Dodon viene sostituito ad interim dall'ex primo ministro e membro dell'opposizione che scioglie il parlamento e chiede elezioni anticipate appena 24 ore dopo il giuramento della prima ministra
È una trama degna del più intricato dramma politico quella della crisi in Moldova, eppure parliamo del più piccolo e più povero Paese d'Europa, in 24 ore caduto nel caos più totale.
Questa domenica la corte suprema ha sospeso il presidente Igor Dodon; al suo posto, ad interim, è arrivato l'ex primo ministro Pavel Filip, partito democratico, che preso il potere ha annunciato lo scioglimento delle camere e indetto elezioni anticipate per il 7 settembre.
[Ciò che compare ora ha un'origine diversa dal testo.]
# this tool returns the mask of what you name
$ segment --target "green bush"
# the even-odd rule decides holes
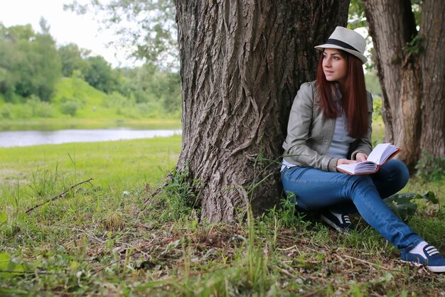
[[[9,119],[14,117],[14,106],[6,103],[0,107],[0,119]]]
[[[445,156],[433,157],[424,151],[416,165],[416,175],[427,181],[445,179]]]
[[[55,114],[52,104],[41,101],[40,98],[36,95],[31,95],[26,101],[26,105],[31,107],[33,117],[53,117]]]
[[[71,117],[75,116],[77,110],[80,109],[80,103],[74,99],[68,99],[60,104],[60,112],[63,114],[69,114]]]

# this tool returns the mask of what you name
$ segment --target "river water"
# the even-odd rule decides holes
[[[58,144],[70,142],[109,141],[158,136],[166,137],[181,134],[181,129],[136,130],[130,128],[6,131],[0,131],[0,147]]]

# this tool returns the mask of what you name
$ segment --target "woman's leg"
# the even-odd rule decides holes
[[[400,160],[392,159],[380,166],[379,171],[369,176],[382,199],[395,194],[404,188],[409,180],[409,171]],[[352,202],[333,205],[331,210],[337,213],[348,214],[358,212]]]
[[[363,219],[398,249],[409,250],[422,241],[386,206],[370,176],[295,166],[284,169],[282,180],[284,190],[295,193],[304,209],[316,210],[352,201]]]

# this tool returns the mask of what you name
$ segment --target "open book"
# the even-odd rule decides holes
[[[341,164],[336,166],[336,168],[338,171],[350,175],[374,173],[378,171],[381,165],[391,159],[400,151],[400,148],[392,144],[379,144],[375,146],[365,161],[355,164]]]

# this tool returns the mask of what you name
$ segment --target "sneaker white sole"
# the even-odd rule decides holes
[[[400,261],[402,261],[403,263],[407,263],[409,265],[414,265],[417,267],[420,267],[423,266],[424,267],[427,268],[428,270],[429,270],[431,272],[435,272],[435,273],[445,272],[445,266],[428,266],[428,265],[421,264],[420,263],[417,263],[417,262],[412,262],[409,261],[404,261],[404,260],[400,260]]]
[[[340,233],[347,233],[348,231],[345,230],[344,229],[341,229],[340,227],[337,226],[336,224],[333,223],[332,221],[329,219],[328,219],[326,217],[325,217],[324,215],[321,215],[320,216],[320,218],[321,219],[321,220],[324,222],[326,222],[326,224],[328,224],[329,226],[332,227],[333,228],[334,228],[337,232],[340,232]]]

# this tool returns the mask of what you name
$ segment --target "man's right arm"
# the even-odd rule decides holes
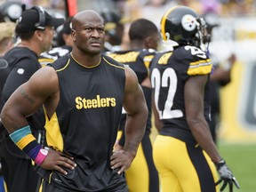
[[[26,120],[43,104],[48,106],[48,116],[51,116],[56,108],[52,100],[56,100],[58,92],[59,81],[55,70],[51,67],[43,68],[11,95],[3,108],[1,119],[12,141],[36,164],[67,174],[62,167],[74,169],[76,164],[72,157],[60,151],[43,149]]]

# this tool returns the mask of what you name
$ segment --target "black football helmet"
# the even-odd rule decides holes
[[[204,19],[187,6],[175,6],[166,12],[161,20],[161,34],[165,41],[197,47],[209,43],[211,38]]]

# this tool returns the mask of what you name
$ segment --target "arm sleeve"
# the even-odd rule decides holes
[[[28,58],[20,60],[10,71],[5,81],[2,97],[6,101],[12,93],[38,69],[37,63]]]

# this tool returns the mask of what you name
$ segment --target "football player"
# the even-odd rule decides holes
[[[221,181],[220,191],[227,185],[232,191],[234,183],[238,188],[208,126],[212,65],[205,54],[210,41],[205,22],[194,10],[175,6],[164,14],[161,33],[175,43],[172,51],[154,57],[150,73],[159,131],[153,157],[162,191],[215,192]]]

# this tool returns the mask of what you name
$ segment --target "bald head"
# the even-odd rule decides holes
[[[93,10],[85,10],[76,13],[72,19],[72,28],[76,29],[78,27],[84,25],[92,20],[101,21],[104,24],[104,20],[101,16]]]

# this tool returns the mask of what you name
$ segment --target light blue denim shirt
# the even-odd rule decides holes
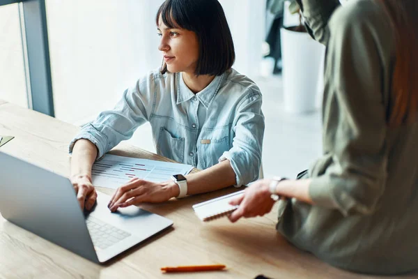
[[[130,139],[146,121],[151,124],[157,153],[203,169],[229,159],[238,186],[258,177],[264,135],[258,87],[230,69],[194,94],[181,73],[160,70],[125,91],[111,110],[84,126],[79,139],[96,145],[98,158]]]

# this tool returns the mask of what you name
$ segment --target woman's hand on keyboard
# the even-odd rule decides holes
[[[91,210],[98,198],[91,178],[86,175],[75,175],[71,177],[70,181],[82,209]]]
[[[173,187],[173,183],[176,187]],[[141,202],[166,202],[176,197],[173,191],[176,188],[178,190],[178,186],[173,181],[155,183],[134,178],[116,190],[107,207],[115,212],[119,207]]]

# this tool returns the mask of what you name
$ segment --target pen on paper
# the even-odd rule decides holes
[[[194,271],[212,271],[222,270],[226,268],[224,264],[212,264],[207,266],[167,266],[162,267],[164,272],[194,272]]]

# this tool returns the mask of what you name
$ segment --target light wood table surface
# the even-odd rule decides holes
[[[67,177],[70,174],[68,143],[79,129],[0,100],[0,135],[15,136],[0,147],[0,151]],[[169,160],[123,143],[111,153]],[[98,190],[109,195],[114,191]],[[205,223],[194,215],[193,204],[233,190],[229,188],[141,206],[172,220],[173,227],[105,265],[94,264],[45,241],[0,215],[0,278],[254,278],[260,274],[271,278],[379,278],[339,270],[297,250],[276,232],[275,210],[264,217],[241,220],[235,224],[227,218]],[[213,264],[226,264],[227,269],[177,274],[163,274],[160,271],[167,266]]]

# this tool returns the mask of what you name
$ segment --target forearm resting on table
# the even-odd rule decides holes
[[[309,195],[311,179],[284,180],[277,183],[276,193],[279,196],[295,197],[302,202],[314,204]]]
[[[87,176],[91,179],[91,167],[98,156],[98,149],[88,140],[77,140],[71,156],[71,177]]]
[[[196,174],[185,176],[187,179],[187,195],[196,195],[214,191],[236,183],[236,175],[231,166],[229,160],[226,160]],[[173,195],[177,197],[180,193],[176,183],[171,186]]]

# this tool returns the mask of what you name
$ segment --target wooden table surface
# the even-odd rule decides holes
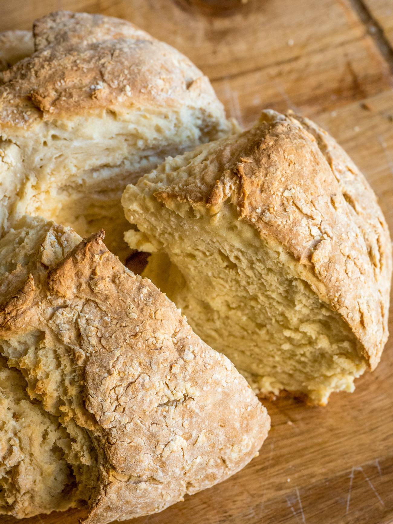
[[[313,118],[363,170],[393,232],[393,0],[0,0],[0,31],[59,9],[124,18],[175,46],[245,128],[266,107]],[[134,524],[393,522],[393,339],[355,392],[334,394],[326,407],[265,403],[272,429],[259,457]]]

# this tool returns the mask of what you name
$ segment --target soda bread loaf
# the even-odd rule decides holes
[[[0,241],[0,514],[159,511],[266,436],[233,364],[103,237],[25,216]]]
[[[34,34],[0,80],[0,234],[25,213],[103,227],[124,260],[126,184],[234,124],[188,59],[129,22],[60,11]]]
[[[31,31],[0,32],[0,71],[9,69],[34,52],[34,39]]]
[[[143,274],[255,390],[325,404],[374,369],[388,337],[386,223],[334,140],[264,112],[237,136],[168,158],[123,195],[152,253]]]

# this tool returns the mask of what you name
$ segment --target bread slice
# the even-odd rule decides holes
[[[34,39],[31,31],[5,31],[0,32],[0,71],[34,52]]]
[[[0,81],[0,234],[25,213],[104,227],[124,261],[127,184],[234,124],[190,60],[129,22],[60,11],[34,30]]]
[[[233,364],[103,237],[26,216],[0,241],[0,514],[159,511],[266,436]]]
[[[237,136],[168,158],[129,185],[126,236],[143,275],[256,391],[325,404],[378,364],[388,336],[389,232],[328,133],[264,112]]]

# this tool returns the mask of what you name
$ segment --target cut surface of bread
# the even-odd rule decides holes
[[[31,31],[0,32],[0,71],[8,69],[34,52],[34,39]]]
[[[388,336],[389,232],[344,151],[309,120],[167,159],[123,197],[144,276],[256,391],[326,403],[374,369]]]
[[[0,514],[159,511],[267,434],[233,364],[103,237],[25,216],[0,241]]]
[[[130,23],[60,11],[34,34],[35,52],[0,80],[0,233],[25,213],[104,227],[124,261],[126,185],[235,125],[207,77]]]

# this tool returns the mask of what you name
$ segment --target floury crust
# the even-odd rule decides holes
[[[103,236],[25,217],[0,241],[0,514],[159,511],[238,471],[266,436],[233,365]]]
[[[144,276],[256,391],[324,404],[388,337],[389,232],[325,132],[292,113],[166,162],[123,196]]]

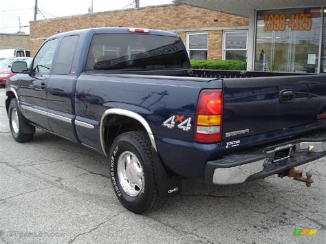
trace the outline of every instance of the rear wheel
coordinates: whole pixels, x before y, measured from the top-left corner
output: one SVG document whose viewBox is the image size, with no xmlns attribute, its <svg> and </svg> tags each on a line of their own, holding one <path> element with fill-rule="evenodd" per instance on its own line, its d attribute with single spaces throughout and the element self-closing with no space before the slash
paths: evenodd
<svg viewBox="0 0 326 244">
<path fill-rule="evenodd" d="M 17 142 L 27 142 L 33 140 L 34 133 L 25 133 L 23 129 L 28 129 L 30 131 L 35 131 L 35 128 L 28 124 L 21 113 L 17 100 L 12 99 L 8 109 L 9 124 L 12 137 Z"/>
<path fill-rule="evenodd" d="M 160 206 L 149 139 L 143 131 L 120 135 L 110 151 L 112 185 L 120 203 L 142 214 Z"/>
</svg>

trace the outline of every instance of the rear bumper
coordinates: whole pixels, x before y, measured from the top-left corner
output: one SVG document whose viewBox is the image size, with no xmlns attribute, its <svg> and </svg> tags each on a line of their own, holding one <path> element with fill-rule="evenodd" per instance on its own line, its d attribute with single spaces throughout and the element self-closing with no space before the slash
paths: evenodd
<svg viewBox="0 0 326 244">
<path fill-rule="evenodd" d="M 278 157 L 280 152 L 286 153 Z M 324 133 L 269 146 L 258 153 L 230 155 L 221 159 L 210 161 L 206 166 L 205 181 L 229 185 L 263 179 L 325 155 Z"/>
</svg>

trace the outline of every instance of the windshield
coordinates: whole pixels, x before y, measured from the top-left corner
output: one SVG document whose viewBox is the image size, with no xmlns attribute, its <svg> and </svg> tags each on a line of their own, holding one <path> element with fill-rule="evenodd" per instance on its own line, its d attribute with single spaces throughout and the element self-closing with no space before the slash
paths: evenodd
<svg viewBox="0 0 326 244">
<path fill-rule="evenodd" d="M 177 37 L 106 34 L 93 37 L 86 70 L 186 68 L 188 58 Z"/>
</svg>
Proprio Filip, mentre i suoi supporter manifestavano nelle vie della capitale a migliaia, ha organizzato la deposizione con l'accusa all'ex presidente Dodon, di non aver sciolto il parlamento come avrebbe dovuto visto che gli eletti non avevano trovato entro il termine di legge del 7 giugno una maggioranza e un primo ministro.
Fatto che in effetti è accaduto solo l'8 giugno, quando dopo 5 mesi di stallo dopo le elezioni di febbraio, la prima ministra civica Maia Sandu ha giurato supportata dal blocco pro-europeo ACUM e dai socialisti filorussi, tutti interessati a mandare a casa gli oligarchi di prima, guardando con favore a Bruxelles.
Ma il giuramento di Maia Sandu è fumo negli occhi per il partito democratico e il suo leader, il tycoon filantropo accusato di corruzione dagli avversari politici Vladimir Plahotniuc.
Non è ancora chiaro se gli ordini del nuovo presidente verranno rispettati, se così fosse di fatto verrebbe mandata a casa quella che doveva essere la prima ministra del cambiamento, dopo appena 24 ore.